To confirm my suspicions, but also out of curiosity, I recently did an analysis of the 47 homes sold so far this year in I’On. I wanted to identify the relationship between the number of days a house stays on the market to the ratio between the final sales price received to the original asking price of the home. The results are quite revealing and provide an important lesson for us in understanding the dynamics of a buyer’s market.
Take a moment to review the data below. This represents the I’On market in 2008 broken down by the number of days the house was on the market.
0 – 90 Days on Market:
Number of Homes Sold – 11
Ratio of Selling Price to Original List Price – 94.06%
91 – 180 Days on Market:
Number of Homes Sold – 9
Ratio of Selling Price to Original List Price – 87.23%
181 – 360 Days on Market:
Number of Homes Sold – 7
Ratio of Selling Price to Original List Price – 77.16%
Over 360 Days on Market:
Number of Homes Sold – 20
Ratio of Selling Price to Original List Price – 75.29%
So, what is the bottom line to take from this data? First and foremost, houses that are priced competitively from the beginning have a great chance to sell in the first 90 days at a price that is relatively close to the original asking price, even in a buyer’s market!
Buyers have so much inventory to choose from in this market, that it can be overwhelming.
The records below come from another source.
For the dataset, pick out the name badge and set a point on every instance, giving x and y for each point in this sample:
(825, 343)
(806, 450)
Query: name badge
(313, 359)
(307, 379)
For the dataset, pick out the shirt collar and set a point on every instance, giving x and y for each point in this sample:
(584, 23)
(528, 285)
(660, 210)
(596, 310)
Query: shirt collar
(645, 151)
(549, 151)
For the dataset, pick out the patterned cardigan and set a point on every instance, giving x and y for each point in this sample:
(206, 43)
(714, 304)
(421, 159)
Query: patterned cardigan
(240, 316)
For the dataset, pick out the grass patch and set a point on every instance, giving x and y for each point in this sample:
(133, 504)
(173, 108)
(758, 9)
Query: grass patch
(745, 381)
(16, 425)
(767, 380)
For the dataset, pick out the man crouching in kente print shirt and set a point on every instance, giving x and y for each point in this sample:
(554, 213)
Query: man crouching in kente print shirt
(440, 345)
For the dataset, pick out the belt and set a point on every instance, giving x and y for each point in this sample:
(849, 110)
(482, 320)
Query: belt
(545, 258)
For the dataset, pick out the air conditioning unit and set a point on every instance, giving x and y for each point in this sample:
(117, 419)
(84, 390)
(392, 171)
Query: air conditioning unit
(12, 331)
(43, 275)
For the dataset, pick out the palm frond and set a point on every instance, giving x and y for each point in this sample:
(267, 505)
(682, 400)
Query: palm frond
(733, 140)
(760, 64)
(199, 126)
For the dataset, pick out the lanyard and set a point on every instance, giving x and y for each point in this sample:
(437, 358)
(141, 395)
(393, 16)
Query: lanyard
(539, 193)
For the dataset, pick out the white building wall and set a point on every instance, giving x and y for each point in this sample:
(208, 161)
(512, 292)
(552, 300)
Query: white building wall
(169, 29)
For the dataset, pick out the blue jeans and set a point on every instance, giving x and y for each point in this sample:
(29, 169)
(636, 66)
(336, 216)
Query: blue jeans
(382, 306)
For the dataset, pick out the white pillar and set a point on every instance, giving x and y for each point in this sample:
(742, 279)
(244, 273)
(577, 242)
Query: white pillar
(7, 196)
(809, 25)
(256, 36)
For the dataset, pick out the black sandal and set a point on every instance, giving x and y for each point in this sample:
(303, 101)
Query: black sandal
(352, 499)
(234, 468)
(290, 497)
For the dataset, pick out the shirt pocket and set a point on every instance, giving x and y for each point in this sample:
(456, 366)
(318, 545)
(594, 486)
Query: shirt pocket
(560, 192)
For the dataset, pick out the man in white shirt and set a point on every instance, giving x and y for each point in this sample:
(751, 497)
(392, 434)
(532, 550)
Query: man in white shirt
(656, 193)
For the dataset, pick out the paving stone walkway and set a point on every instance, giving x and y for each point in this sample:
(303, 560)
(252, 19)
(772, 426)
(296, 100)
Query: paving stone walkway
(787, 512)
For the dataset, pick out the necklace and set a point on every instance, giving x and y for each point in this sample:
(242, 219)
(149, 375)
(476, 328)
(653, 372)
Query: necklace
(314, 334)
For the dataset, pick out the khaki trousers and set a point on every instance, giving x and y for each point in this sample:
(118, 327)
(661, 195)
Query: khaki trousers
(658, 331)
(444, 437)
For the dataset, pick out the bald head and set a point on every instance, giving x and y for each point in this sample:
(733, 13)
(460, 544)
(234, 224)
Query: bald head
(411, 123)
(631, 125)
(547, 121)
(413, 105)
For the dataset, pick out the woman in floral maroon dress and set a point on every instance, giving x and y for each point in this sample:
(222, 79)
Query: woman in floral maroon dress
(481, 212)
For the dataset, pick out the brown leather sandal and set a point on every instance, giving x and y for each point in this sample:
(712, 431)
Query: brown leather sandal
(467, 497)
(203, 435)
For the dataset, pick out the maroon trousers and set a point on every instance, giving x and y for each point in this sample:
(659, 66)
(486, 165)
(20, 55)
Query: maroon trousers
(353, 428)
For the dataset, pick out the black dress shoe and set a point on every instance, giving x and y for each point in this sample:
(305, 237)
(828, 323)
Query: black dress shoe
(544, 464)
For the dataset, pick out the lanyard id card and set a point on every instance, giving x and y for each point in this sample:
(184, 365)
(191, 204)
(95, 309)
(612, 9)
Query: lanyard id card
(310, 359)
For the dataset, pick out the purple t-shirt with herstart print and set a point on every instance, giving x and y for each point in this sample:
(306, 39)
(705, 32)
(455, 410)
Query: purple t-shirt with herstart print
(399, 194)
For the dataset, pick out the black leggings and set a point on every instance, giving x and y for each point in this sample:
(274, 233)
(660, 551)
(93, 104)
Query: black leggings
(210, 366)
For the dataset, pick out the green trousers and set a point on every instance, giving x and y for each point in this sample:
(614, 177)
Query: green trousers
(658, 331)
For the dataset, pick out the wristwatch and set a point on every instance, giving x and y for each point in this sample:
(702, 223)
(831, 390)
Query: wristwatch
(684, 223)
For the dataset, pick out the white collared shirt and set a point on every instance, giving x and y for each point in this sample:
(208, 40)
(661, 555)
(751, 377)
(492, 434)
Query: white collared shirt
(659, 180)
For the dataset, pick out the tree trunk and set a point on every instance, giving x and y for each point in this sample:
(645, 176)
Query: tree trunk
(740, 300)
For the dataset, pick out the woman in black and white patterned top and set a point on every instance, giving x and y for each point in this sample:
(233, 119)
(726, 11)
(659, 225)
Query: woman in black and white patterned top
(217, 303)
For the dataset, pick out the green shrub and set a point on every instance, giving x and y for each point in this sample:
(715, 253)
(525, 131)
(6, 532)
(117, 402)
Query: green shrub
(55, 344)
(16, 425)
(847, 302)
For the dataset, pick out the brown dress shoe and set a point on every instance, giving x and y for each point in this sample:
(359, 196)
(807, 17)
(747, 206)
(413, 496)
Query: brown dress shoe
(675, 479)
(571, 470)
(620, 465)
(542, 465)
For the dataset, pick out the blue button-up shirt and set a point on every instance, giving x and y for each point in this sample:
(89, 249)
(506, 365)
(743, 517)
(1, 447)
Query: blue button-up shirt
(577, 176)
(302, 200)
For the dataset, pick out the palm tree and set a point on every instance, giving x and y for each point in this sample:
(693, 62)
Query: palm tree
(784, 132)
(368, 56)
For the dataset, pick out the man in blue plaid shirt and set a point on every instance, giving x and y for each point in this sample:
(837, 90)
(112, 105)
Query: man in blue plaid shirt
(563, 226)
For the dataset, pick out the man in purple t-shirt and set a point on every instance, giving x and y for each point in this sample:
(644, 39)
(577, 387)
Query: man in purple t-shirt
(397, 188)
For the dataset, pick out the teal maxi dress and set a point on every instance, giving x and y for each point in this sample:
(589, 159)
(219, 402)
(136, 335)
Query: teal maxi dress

So, they “fine tune” their list and view only homes that meet their criteria and are priced in the range they can afford. They typically don’t consider homes that are in higher price ranges or those that aren’t in great condition because they just don’t have to. There are more than enough homes on the market that already meet their needs.
So what happens to homes that are not competitively priced? They generally sit on the market for much longer periods of time than they should, with little or no interest. They eventually sell, but only after multiple price reductions and/or significant improvements that make them competitive. And, they sell for prices well below what they would have sold for if priced correctly at the beginning. One of the reasons for this is that buyers become concerned about homes that have been on the market much longer than others. It creates uncertainty and they begin asking questions like:
Why hasn’t this house sold yet?
What is wrong with this house?
If I buy it, will I have this much trouble selling it later on?
Ultimately, questions like these cost the seller thousands of dollars in the end.